Despite high failure rates in scaling artificial intelligence (AI) initiatives, companies in Asia-Pacific (APAC) continue to ramp up investments, according to a new study by Accenture.
In its 2026 Pulse of Change survey, Accenture said 86% of executives plan to increase AI spending this year, even as many deployments struggle to move beyond pilot stages.
“Not even a third of the C-suite surveyed globally (32%) report having achieved sustained, enterprise-wide AI impact,” the firm said.
Accenture said AI projects often perform well in proof-of-concept tests but fail when integrated into core business processes, highlighting the gap between experimentation and full-scale adoption.
During a media briefing on April 22, Accenture executives said APAC firms remain optimistic about AI as a tool for navigating economic uncertainty, including volatile energy markets, workforce shortages, and talent gaps.
“Resilience is rising to the top of CEOs’ agendas right now. That is the single biggest reason why AI investment is accelerating in this region,” said Ryoji Sekido, Accenture’s co-CEO for APAC.
The study found that 71% of business leaders now prioritize investment in digital tools to manage change, up from 53% in mid-2025.
However, Accenture said scaling AI requires more than funding, pointing to four critical areas: talent, processes, operating models, and data.
Training workers remains a key hurdle. Only 20% of employees globally feel involved in shaping how AI affects their work, while just 17% actively seek ways to use the technology.
Companies that have successfully scaled AI tend to invest heavily in workforce upskilling. Telecom firm One New Zealand, for instance, rolled out internal programs such as “AI School” and “AI Studio” to train employees and crowdsource AI use cases.
Beyond talent, Accenture said firms must redesign workflows and adopt adaptive, AI-driven processes, supported by strong governance frameworks.
Singapore-based United Overseas Bank (UOB) was cited as an example, with AI deployed in areas such as portfolio optimization, credit risk analysis, and customer service.
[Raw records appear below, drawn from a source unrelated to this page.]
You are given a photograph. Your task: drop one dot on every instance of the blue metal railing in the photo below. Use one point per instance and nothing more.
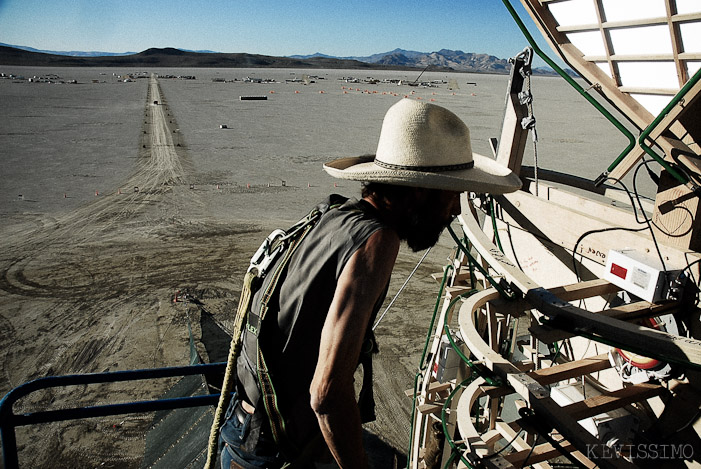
(9, 420)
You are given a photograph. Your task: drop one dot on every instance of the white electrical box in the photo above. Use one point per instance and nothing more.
(638, 274)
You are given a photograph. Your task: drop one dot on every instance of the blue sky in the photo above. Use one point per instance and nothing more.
(350, 28)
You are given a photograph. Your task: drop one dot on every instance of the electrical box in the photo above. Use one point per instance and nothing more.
(639, 274)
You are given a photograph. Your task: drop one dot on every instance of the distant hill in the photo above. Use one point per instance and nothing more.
(170, 57)
(398, 59)
(72, 53)
(443, 59)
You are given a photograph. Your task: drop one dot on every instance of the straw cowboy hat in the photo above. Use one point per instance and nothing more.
(424, 145)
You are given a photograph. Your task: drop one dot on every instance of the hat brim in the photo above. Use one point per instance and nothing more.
(486, 176)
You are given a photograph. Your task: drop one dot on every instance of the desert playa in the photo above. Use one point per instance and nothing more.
(121, 199)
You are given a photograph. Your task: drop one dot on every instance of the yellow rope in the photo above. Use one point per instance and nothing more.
(227, 385)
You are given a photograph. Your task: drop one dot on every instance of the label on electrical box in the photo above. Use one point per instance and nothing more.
(636, 273)
(640, 278)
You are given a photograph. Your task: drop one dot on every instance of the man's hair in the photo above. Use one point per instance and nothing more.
(385, 191)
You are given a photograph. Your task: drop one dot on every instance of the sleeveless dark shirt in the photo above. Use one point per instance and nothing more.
(291, 331)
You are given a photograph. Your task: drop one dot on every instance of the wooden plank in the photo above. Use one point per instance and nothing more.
(547, 24)
(529, 389)
(649, 342)
(653, 343)
(538, 454)
(660, 20)
(615, 400)
(677, 210)
(512, 141)
(564, 371)
(543, 218)
(429, 408)
(639, 310)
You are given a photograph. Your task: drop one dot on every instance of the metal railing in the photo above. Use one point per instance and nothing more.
(9, 420)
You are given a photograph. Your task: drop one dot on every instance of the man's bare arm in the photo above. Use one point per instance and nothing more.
(332, 391)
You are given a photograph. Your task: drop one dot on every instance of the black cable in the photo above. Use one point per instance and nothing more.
(507, 445)
(601, 230)
(523, 464)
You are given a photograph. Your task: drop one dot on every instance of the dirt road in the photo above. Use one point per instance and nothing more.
(93, 291)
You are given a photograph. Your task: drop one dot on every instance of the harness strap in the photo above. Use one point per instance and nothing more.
(250, 282)
(268, 396)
“To deploy AI at scale, governance becomes even more critical,” said Alvin Eng, head of enterprise AI at UOB.
Accenture also emphasized the need for an “intelligent digital core” — integrating data, systems, and decision-making — to support large-scale AI deployments.
Indian consumer goods firm Dabur India said maintaining reliable data pipelines remains one of the biggest technical challenges.
“In this era you cannot sustain without having a data foundation,” said Dabur global CIO Manas Mehra.
Despite the difficulties, Accenture said companies that invest in talent, governance, and data infrastructure are emerging as early leaders in the region’s ongoing AI race.